After Shower & Bath Care
-
Check the body for rashes and sores, especially if they are primarily bedridden.
-
Dry throroughly. Microfiber towels are soft and help make the drying process quicker. Make sure the nooks and crannies (like between the toes and underneath the breasts) are dry. Apply powder to prevent moisture buildup.
-
Moisture the skin. Gently apply lotion to the skin. Consider using scents that your loved one finds pleasing.
-
Getting dressed. Have them sit while dressing. It can be less stressful and safer to help your loved one get dress from a seated posture. Consider garments that are easy to pull on and off. Elastic bands on pants and buttons on shirts are better than zippers. Make sure to narrate with step by step instructions.

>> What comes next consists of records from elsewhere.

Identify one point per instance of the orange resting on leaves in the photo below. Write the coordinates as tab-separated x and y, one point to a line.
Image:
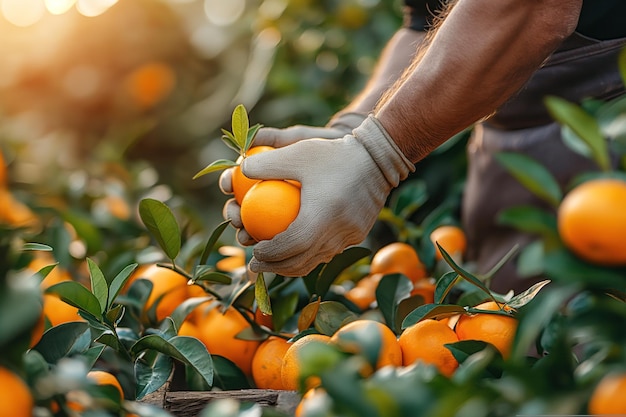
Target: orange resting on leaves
363	294
269	207
424	341
78	401
390	352
290	371
315	402
591	221
398	258
169	285
426	289
451	238
241	183
608	397
267	363
491	328
15	397
218	331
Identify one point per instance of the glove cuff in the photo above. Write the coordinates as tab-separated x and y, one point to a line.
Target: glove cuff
346	121
384	151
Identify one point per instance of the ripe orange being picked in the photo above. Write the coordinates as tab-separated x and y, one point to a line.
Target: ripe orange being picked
218	331
498	330
267	363
591	221
424	342
451	238
398	258
241	183
290	371
390	352
269	207
16	399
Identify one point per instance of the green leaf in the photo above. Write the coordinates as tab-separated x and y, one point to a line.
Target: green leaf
583	125
525	297
188	350
219	165
391	290
43	272
118	283
64	340
152	375
162	224
230	141
181	312
210	244
261	295
621	62
431	311
240	125
535	319
466	275
208	274
251	136
532	175
20	309
36	247
444	285
78	296
331	271
99	286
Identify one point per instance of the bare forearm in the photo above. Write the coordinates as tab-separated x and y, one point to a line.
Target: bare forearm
482	54
395	59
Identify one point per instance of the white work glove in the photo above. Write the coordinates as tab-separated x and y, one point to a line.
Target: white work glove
345	183
340	125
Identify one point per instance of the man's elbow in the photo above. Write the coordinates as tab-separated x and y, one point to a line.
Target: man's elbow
558	19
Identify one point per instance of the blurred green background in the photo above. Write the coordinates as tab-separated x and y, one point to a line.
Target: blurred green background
105	100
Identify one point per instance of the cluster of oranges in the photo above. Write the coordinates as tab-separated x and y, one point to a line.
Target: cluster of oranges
402	258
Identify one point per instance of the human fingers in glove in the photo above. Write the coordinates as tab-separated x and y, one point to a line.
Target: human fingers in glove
345	183
339	125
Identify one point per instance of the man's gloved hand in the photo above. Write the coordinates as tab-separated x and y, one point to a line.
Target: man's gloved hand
340	125
345	183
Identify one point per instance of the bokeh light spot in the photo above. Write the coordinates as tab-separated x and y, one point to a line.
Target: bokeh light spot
92	8
59	6
23	12
222	12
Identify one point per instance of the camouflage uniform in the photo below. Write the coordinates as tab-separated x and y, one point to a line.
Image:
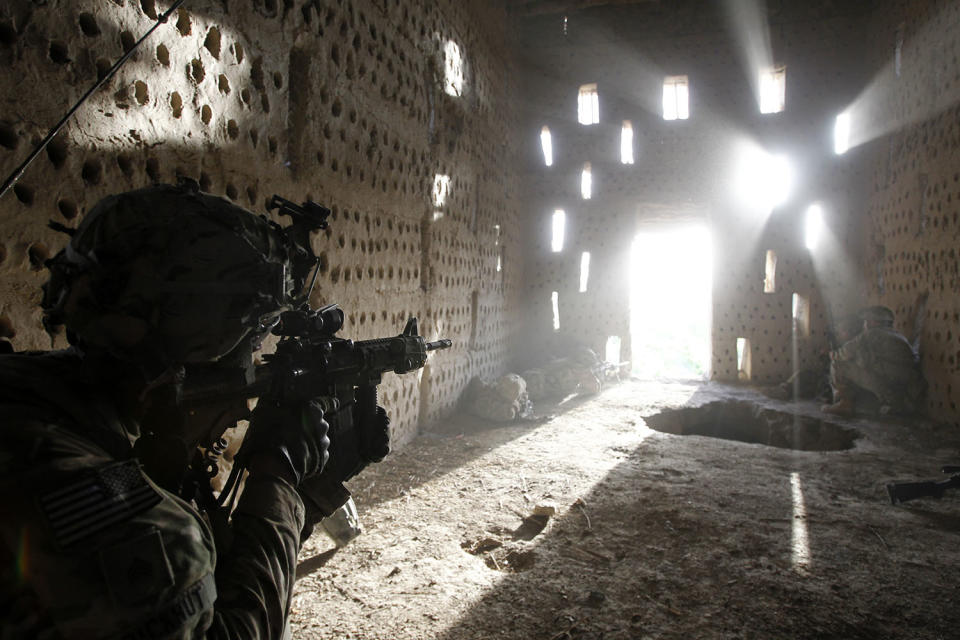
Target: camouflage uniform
879	360
91	547
132	561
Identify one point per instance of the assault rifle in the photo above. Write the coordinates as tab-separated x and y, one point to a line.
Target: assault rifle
904	491
310	363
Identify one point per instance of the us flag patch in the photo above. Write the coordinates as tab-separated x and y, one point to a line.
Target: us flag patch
110	494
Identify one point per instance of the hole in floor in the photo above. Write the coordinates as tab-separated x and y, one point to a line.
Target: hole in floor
748	422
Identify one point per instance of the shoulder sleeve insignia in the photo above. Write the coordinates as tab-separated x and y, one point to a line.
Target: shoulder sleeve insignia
98	500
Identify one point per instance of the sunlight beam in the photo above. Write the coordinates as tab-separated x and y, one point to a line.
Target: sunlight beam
800	546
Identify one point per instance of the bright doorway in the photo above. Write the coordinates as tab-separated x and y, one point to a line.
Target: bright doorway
670	302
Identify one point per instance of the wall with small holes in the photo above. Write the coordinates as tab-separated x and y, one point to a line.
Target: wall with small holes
908	126
684	171
338	101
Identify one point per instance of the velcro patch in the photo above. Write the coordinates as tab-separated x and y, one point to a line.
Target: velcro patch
98	500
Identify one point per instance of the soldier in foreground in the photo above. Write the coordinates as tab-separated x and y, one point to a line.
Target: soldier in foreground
154	282
879	363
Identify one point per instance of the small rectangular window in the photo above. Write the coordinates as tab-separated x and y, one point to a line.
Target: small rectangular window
801	315
612	354
559	222
743	359
841	134
676	98
546	143
584	270
770	273
588	105
441	187
555	304
773	89
626	143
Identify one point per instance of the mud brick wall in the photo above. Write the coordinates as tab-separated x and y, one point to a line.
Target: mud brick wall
908	122
338	101
683	170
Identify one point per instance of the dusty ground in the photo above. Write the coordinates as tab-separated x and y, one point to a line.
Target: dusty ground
655	535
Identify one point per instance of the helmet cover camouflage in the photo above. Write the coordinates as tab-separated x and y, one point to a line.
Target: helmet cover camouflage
168	275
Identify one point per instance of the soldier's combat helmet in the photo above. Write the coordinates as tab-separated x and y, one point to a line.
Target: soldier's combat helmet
169	275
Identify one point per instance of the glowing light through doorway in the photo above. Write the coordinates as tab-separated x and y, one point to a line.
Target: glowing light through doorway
584	270
670	302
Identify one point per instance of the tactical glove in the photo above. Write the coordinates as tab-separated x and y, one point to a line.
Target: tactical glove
290	431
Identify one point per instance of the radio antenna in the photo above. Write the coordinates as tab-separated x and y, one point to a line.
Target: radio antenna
13	177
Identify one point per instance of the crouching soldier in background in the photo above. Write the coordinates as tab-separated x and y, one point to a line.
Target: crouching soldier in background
878	365
95	541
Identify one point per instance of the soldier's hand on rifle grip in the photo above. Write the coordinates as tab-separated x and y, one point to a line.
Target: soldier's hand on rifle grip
286	439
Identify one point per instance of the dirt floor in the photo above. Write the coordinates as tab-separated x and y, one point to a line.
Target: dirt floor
654	535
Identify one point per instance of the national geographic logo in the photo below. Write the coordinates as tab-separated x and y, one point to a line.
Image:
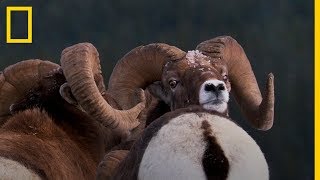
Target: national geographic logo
19	9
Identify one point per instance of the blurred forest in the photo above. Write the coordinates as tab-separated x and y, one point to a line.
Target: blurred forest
276	35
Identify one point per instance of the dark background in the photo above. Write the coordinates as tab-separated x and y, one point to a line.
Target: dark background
276	35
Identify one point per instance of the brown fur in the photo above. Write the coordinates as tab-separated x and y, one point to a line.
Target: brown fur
33	139
110	163
215	163
53	138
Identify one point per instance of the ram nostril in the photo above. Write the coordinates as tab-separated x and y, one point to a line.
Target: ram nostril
221	87
210	87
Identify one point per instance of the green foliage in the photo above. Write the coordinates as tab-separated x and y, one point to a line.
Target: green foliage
277	36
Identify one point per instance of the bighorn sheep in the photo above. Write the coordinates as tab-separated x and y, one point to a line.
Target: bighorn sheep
183	77
202	77
193	143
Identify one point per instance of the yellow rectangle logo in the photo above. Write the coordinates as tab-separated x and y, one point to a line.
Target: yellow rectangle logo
28	9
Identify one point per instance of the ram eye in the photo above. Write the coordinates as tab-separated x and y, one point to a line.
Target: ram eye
173	83
225	77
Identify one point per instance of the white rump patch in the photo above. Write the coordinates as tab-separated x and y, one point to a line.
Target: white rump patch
208	100
176	151
10	169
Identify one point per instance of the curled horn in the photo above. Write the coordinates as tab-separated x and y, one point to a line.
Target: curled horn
258	110
81	67
139	68
16	80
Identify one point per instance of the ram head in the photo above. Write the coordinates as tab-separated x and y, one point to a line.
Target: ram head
203	77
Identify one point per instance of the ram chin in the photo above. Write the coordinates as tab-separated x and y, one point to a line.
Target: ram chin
216	106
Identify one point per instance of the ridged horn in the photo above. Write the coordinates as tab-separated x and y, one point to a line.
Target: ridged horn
18	79
258	110
139	68
81	66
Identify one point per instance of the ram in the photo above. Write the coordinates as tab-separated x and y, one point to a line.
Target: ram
193	143
201	77
45	133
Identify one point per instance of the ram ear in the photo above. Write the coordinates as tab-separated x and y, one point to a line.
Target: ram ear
158	91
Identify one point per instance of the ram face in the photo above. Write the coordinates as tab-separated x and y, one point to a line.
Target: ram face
201	77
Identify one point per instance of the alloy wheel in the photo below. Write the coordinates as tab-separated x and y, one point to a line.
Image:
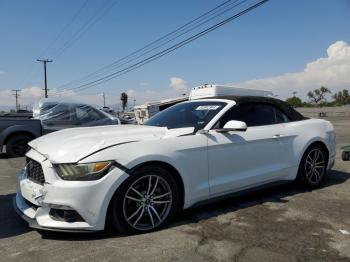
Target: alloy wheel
315	166
147	202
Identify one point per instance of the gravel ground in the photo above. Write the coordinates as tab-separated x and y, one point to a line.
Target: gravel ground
284	223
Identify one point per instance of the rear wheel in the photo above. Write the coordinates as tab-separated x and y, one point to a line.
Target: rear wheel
17	145
146	201
313	167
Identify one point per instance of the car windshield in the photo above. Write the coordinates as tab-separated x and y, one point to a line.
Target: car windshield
195	114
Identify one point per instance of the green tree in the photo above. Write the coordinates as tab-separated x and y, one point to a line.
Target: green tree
318	95
294	101
342	97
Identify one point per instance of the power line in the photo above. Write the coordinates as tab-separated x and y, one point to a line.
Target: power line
45	61
16	95
182	30
166	51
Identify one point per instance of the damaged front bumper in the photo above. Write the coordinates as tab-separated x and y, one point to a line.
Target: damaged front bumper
69	206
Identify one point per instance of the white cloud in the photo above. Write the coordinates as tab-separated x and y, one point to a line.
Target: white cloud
178	84
332	71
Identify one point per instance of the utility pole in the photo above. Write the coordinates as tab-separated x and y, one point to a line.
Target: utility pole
104	99
16	95
45	61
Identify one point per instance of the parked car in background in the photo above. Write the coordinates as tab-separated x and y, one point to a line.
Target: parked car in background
196	151
48	116
106	109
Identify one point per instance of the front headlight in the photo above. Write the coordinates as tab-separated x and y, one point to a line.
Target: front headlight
83	172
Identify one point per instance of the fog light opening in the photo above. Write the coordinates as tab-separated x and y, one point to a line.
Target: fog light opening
65	215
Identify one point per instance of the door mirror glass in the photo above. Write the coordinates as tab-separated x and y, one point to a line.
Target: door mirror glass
233	125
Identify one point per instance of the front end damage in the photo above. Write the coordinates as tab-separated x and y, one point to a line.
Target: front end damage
47	202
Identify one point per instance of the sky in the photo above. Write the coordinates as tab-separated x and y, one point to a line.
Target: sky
282	46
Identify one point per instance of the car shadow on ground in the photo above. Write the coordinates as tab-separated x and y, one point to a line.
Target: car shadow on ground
13	225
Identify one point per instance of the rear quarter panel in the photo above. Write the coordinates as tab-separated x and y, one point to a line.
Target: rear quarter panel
303	133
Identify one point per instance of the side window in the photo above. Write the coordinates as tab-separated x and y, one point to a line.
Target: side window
261	115
254	114
87	114
240	113
281	117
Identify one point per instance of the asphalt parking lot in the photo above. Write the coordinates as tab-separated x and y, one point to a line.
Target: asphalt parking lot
285	223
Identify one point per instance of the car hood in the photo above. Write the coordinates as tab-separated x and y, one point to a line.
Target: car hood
72	145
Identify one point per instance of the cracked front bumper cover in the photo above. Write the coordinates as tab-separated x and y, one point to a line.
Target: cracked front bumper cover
19	204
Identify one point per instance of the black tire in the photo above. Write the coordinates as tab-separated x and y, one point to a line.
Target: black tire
17	145
345	156
122	208
313	167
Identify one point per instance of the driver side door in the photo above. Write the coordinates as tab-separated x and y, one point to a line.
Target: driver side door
242	159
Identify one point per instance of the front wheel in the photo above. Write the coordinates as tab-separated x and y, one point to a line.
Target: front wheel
313	167
146	201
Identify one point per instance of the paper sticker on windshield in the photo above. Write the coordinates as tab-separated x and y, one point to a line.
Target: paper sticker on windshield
212	107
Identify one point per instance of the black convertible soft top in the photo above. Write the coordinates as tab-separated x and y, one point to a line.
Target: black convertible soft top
283	106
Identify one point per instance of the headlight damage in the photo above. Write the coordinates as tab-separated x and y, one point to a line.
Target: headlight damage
84	172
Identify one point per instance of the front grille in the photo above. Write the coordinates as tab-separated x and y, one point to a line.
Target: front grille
35	172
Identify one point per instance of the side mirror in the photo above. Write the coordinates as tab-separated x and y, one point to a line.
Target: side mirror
233	125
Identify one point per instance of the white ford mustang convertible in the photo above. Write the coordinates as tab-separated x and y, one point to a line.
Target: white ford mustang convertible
138	177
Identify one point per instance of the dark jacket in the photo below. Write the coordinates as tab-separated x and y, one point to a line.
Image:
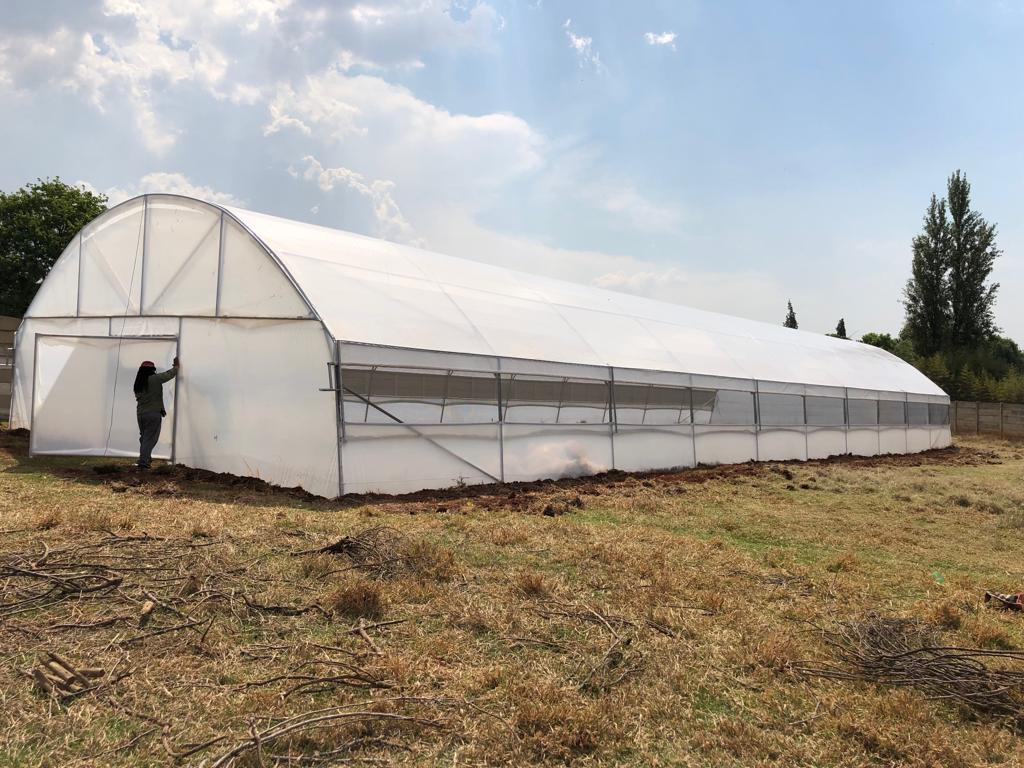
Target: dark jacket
152	399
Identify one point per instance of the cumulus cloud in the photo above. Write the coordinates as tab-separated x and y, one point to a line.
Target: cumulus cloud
430	153
116	52
169	183
584	48
391	224
660	39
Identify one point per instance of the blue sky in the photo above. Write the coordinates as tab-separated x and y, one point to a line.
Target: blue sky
725	155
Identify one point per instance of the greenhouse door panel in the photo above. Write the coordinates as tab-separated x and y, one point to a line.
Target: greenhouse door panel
82	400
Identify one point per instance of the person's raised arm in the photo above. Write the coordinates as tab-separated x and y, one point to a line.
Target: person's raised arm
169	373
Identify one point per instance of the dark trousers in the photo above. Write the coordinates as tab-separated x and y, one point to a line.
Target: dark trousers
148	436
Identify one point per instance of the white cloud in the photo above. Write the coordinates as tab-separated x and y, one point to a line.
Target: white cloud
664	38
132	54
390	221
169	183
388	132
584	48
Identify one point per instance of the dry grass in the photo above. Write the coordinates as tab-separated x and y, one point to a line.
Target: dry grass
641	621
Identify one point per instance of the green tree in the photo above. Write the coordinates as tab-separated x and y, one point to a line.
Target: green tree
926	297
972	256
791	316
37	222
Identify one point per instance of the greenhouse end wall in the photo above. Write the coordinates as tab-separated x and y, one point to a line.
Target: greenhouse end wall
414	419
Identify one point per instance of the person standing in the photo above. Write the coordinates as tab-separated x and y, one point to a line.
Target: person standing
150	409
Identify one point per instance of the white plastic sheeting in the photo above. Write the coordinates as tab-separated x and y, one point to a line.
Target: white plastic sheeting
249	402
482	374
375	292
82	395
25	357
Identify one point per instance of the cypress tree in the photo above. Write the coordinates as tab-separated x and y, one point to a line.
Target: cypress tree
791	316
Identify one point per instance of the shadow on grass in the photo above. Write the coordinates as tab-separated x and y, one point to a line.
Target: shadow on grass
200	484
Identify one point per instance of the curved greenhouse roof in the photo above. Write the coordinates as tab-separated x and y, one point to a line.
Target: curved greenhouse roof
376	292
371	291
344	364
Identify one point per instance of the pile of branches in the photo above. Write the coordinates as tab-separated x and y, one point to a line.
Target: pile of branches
150	586
907	652
379	551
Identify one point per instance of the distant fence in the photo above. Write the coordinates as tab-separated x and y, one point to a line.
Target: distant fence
1001	419
7	328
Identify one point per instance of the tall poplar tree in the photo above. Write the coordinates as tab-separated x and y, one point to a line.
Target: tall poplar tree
972	256
927	294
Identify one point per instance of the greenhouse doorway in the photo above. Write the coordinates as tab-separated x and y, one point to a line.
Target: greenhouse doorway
82	398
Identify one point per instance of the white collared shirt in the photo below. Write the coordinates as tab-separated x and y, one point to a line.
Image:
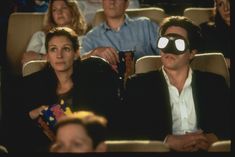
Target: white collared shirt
182	106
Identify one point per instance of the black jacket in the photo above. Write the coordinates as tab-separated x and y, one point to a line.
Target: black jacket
95	88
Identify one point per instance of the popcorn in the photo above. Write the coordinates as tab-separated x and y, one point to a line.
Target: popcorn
49	117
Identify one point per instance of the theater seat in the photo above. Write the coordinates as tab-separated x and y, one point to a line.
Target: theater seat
155	14
220	146
210	62
33	66
199	15
21	26
136	146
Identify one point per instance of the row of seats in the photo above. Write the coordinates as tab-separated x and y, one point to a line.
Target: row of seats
150	146
209	62
21	26
158	146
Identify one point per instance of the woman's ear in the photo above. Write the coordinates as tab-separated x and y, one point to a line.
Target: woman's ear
46	56
101	147
77	55
193	53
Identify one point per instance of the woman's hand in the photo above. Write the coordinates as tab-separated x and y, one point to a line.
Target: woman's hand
36	112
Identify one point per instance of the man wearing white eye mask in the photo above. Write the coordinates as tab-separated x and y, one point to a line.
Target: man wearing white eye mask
185	108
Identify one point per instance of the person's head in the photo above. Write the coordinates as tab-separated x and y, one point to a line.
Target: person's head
223	10
62	13
179	41
62	47
115	8
80	132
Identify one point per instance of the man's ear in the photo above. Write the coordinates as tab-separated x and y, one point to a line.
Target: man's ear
101	147
193	53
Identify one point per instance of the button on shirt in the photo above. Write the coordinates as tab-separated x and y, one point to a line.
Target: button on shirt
139	34
182	106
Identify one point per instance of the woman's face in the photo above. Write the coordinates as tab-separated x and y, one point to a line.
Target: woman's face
61	54
223	7
61	13
72	138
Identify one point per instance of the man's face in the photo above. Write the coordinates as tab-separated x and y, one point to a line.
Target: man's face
173	61
114	8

Try giving them two clothing options to choose from so they have some input without feeling overwhelmed by too many options. Encourage them to do as much as possible on their own.
-
Consider perfume or cologne. If your loved one has a favorite scent, use it! This can make the experience more pleasurable and memorable, because our scense of smell is our strongest. It elicts the most memories and emotions.
Washing Hair
-
Use shortcuts.
-
All-in-One shampoos
-
No-rinse shampoo
-
Dry shampoos / baking soda
-
-
Use a washcloth. Washing hair can be messy. A washcloth can keep water from dripping down your loved one's face and body.
-
Shampoo on a different day. It may be easiest to bathe and shampoo on different days of the week to minimize stress and time.
-
Consider an inflatable basin. These are great for those who can tilt their head back in a chair.
Brushing Teeth
-
Be prepared. Have everything laid out and prepared so you aren't fumbling around for things when you need them.
-
Select a good toothbrush. Make sure the bristles are soft and consider a long handle so it's easier to grab. Most older adults aren't familiar with or can be confused by electrical toothbrushes.
-
Try flavored toothpaste. Let's face it, toothpaste is not the most flavorable of things, especially if it has baking soda! Try a kid's toothpaste that is flavored and has more flouride and nutrients.
-
Use short step by step instructions. Keep it simple and let them do one thing at time.
-
Do it with them. Make brushing teeth an activity you do together daily. Often times, those with dementia will mirror your behavior and do as you do. Be sure to go slow and cover all the regions of the mouth, if possible.
-
Try music. Music could make it an enjoyable experience and get your loved one's mouth open. Try playing around with them, use the toothbrush for a mic and start singing and brushing together!
-
Don't forget to floss. Flossing now can prevent dental pain and concerns later. When flossing becomes more difficult, try the individual hand held flossers or proxabrushes that are available.
-
Finding the right dentist. Call around and ask for recommendations on dentists in your area with experience of working with those living with dementia.